Controlled burns at any time during the grape growing season may result in the absorption of smoke taint compounds into berries and leaves. The optimum time for prescribed burning is in late summer or early autumn. This coincides with key berry development phases when most grape varieties are very susceptible to smoke taint.
Wine grape production is a valuable industry to Victoria. It provides local employment and supports many regional communities through tourism.
The following protocols aim to provide advice to fire managers on how to reduce the risk of berries absorbing smoke from prescribed burns and how to minimize smoke taint compounds in wine.
- Identify and contact vineyards and wineries located close to land where FFMVic or CFA controlled burns are likely to occur.

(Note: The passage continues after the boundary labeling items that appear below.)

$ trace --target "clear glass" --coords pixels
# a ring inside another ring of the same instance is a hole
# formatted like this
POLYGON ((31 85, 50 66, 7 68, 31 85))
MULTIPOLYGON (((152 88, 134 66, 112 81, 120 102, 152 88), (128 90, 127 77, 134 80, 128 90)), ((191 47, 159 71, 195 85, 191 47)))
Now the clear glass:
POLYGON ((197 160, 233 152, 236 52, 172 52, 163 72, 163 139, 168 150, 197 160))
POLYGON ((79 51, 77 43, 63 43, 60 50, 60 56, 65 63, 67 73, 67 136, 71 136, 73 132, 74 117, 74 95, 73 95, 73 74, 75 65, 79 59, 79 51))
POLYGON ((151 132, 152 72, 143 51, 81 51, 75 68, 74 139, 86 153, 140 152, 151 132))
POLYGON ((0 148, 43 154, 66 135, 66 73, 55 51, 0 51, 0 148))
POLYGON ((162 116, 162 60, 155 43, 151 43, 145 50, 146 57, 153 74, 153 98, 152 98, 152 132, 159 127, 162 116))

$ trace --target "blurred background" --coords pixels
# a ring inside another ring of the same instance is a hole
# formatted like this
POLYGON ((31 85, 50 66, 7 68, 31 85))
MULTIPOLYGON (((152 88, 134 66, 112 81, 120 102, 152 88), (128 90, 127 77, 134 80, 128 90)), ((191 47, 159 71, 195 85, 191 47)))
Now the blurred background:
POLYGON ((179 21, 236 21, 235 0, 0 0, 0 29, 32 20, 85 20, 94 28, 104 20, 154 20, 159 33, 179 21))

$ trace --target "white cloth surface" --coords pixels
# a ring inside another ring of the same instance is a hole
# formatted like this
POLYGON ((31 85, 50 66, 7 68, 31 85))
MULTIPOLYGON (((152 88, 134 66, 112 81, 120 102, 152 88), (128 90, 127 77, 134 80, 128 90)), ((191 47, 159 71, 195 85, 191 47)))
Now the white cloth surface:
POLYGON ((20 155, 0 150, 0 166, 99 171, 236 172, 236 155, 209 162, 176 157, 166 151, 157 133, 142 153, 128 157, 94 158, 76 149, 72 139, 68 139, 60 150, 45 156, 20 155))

- Conduct twice-yearly meetings with local and regional wine industry associations to discuss the current Joint Fuel Management Program (JFMP) for the region.
- Invite growers and industry to raise concerns to FFMVic over controlled burns when the JFMP is released.
- Encourage growers who are concerned about specific burns to use the Planned Burns Victoria System on the FFMVic website to see when burns are planned and if necessary to set up automatic notification about timing of specific burns.
- Update vineyards and wineries prior to burns so that FFMVic and CFA are informed of seasonal issues that may assist fire managers with planning and undertaking burns. Continued communication may give fire managers the opportunity to burn in other areas or to undertake extra burns due to an early grape harvest.
- Prioritise burns so they occur after harvest in areas considered to be at high risk of contaminating vineyards with smoke taint.
- Avoid inversion layer conditions which prevent the smoke plume from rising and burning late in the day
- Plan to avoid burns creating smoke that immediately drifts into vineyards, as research has shown that fresh smoke poses a much greater risk than older smoke.
- Avoid repeated exposure of a vineyard to smoke during the season as smoke has a cumulative effect for taint.
- Conduct smoke modelling to estimate smoke dispersion during and after burns.